Munch sì, ma non da urlo
Genova. Nell’unica mostra fuori dalla Norvegia organizzata per i 150 anni dalla nascita di Edvard Munch (1863-1944), Palazzo Ducale fa seguito alla grande retrospettiva chiusa a Oslo il 13 ottobre con una mostra diversa, che fa di necessità virtù. Ossia: come supplire, per l’importante appuntamento italiano dal 6 novembre al 27 gennaio, che il battage pubblicitario già da mesi preannuncia come una delle mostre più visitate, alla mancanza di quel capolavoro di cui tutti parlano e che è quasi l’unica opera del pittore conosciuta dal grande pubblico? L'«Urlo» è difficilmente trasportabile, dopo i furti subiti dai musei di Oslo, prima dalla Galleria Nazionale nel 1994 e poi dal Museo Munch nel 2004. Blindatissimo anche il prestito della versione del 1896, un pastello, acquistato dal miliardario newyorkese Leon Black per 120 milioni di dollari nel 2012.
Marc Restellini, il curatore francese a cui Arthemisia Group e 24ore Cultura hanno affidato il progetto accolto dal Comune di Genova e da Palazzo Ducale Fondazione per la cultura, ha accettato la sfida, decidendo di attingere da molte altre collezioni private. A scanso di equivoci alla voce (e all’occhio) del francese si affiancano quelle di un comitato scientifico composto da Richard Shiff, Øyvind Sorm Bjerke, Petra Pettersen e Ina Johannesen.
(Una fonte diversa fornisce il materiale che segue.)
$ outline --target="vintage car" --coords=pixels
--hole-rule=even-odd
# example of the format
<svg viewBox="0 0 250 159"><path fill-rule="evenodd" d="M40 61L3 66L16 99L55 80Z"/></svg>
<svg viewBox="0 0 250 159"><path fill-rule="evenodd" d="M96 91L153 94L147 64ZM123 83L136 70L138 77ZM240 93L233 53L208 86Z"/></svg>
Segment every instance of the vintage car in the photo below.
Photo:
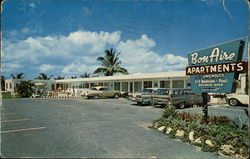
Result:
<svg viewBox="0 0 250 159"><path fill-rule="evenodd" d="M121 96L120 91L110 90L108 87L93 87L86 95L89 99L98 99L112 97L118 99Z"/></svg>
<svg viewBox="0 0 250 159"><path fill-rule="evenodd" d="M248 105L249 96L247 94L240 94L240 93L227 94L226 101L231 106Z"/></svg>
<svg viewBox="0 0 250 159"><path fill-rule="evenodd" d="M157 94L160 90L158 88L145 88L139 93L133 93L128 95L128 100L131 102L136 102L138 105L150 104L154 105L151 98Z"/></svg>
<svg viewBox="0 0 250 159"><path fill-rule="evenodd" d="M186 106L202 105L203 102L202 95L200 93L192 93L191 89L169 90L163 94L153 96L151 100L155 105L166 107L172 104L181 109Z"/></svg>

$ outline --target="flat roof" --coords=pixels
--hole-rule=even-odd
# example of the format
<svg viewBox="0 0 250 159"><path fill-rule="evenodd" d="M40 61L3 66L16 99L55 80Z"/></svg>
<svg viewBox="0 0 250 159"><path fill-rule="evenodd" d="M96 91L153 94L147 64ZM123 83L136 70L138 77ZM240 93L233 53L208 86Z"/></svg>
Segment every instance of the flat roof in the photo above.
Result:
<svg viewBox="0 0 250 159"><path fill-rule="evenodd" d="M55 82L56 83L103 82L103 81L121 81L121 80L146 80L146 79L159 79L159 78L178 78L178 77L186 77L186 72L185 71L172 71L172 72L156 72L156 73L134 73L134 74L128 74L128 75L61 79L61 80L55 80Z"/></svg>

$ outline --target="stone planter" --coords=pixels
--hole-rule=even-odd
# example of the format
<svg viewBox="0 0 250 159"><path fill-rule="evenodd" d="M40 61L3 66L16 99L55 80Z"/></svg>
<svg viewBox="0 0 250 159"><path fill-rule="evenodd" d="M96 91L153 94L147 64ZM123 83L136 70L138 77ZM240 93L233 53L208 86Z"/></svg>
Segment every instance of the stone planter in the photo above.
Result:
<svg viewBox="0 0 250 159"><path fill-rule="evenodd" d="M184 131L183 130L177 130L175 136L182 137L184 136Z"/></svg>
<svg viewBox="0 0 250 159"><path fill-rule="evenodd" d="M157 130L159 130L159 131L163 131L165 129L165 126L161 126L161 127L159 127Z"/></svg>

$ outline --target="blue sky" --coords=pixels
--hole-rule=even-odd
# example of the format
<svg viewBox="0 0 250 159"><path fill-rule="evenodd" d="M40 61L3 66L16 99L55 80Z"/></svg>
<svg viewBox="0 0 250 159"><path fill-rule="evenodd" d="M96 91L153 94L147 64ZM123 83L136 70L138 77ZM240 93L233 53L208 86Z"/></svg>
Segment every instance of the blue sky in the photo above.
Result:
<svg viewBox="0 0 250 159"><path fill-rule="evenodd" d="M2 72L70 77L121 51L130 73L184 70L187 53L248 35L244 0L3 3Z"/></svg>

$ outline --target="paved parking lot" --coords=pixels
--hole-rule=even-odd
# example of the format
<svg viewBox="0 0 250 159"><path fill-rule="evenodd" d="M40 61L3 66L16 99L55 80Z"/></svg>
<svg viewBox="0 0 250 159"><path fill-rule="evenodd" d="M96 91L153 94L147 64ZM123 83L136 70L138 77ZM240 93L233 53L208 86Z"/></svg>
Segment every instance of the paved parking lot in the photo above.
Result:
<svg viewBox="0 0 250 159"><path fill-rule="evenodd" d="M125 99L6 99L4 157L225 158L148 129L163 109Z"/></svg>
Un centinaio le opere, tra dipinti, pastelli, acquerelli, incisioni e litografie, che illustrano un percorso artistico davvero poco noto e anche molto differente dalle icone che hanno aperto la strada alla modernità, con i forti accenni espressionisti dell’«Urlo» o della «Madonna». Sono ben 1.729 le opere recensite del prolifico artista, delle quali meno di 150 dipinti. Circa novanta quelli realizzati tra il 1887 e il 1909, ossia negli anni di nascita e sviluppo delle avanguardie e dei soggiorni dell’artista in Francia e Germania. Solamente una cinquantina è dipinta tra il 1909 e la morte, nel 1944. Dopo un momento di fervida innovazione, e anzi di anticipazione dei grandi temi e dei sentimenti inquieti del ’900, Munch pare quasi ripiegarsi su se stesso, ripetendo gli stessi soggetti più volte, come in sequenza, sperimentando piuttosto gli effetti diversi nelle tecniche di riproduzione a stampa. Alternanza non solo di tecniche, anche di stili, creano un effetto di spaesamento per chi voglia seguire un percorso coerente nella sua opera, così diversa, in alcuni lavori, da quell’allucinato senso di straniamento che denunciano i capolavori pre-espressionisti. La sfida di Restellini a presentare un Munch altro rispetto a quello più noto, ma allo stesso tempo a voler sedurre un pubblico non specialistico, è un gioco rischioso che attende il responso a mostra avviata. In ogni caso, forse, più che dal punto di vista dei contenuti storico artistici, la mostra va accolta come un’operazione più generalmente culturale, che aiuta le casse del Ducale creando anche indotto. Questo è accaduto per mostre analoghe negli ultimi anni, che hanno consentito alla Fondazione di non chiudere in rosso, ma anzi di creare attorno a questi eventi anche commerciali un’offerta culturale aperta alla città ricca e tutt’altro che superficiale, toccando non solo temi squisitamente artistici ma anche di storia, sociologia, filosofia eccetera, in un programma che secondo l’autorevole parere di Salvatore Settis, che sarà ospite il 24 gennaio con la sua conferenza dedicata alla Colonna Traiana, è «tra i programmi pubblici più ricchi in Italia, se non addirittura il migliore».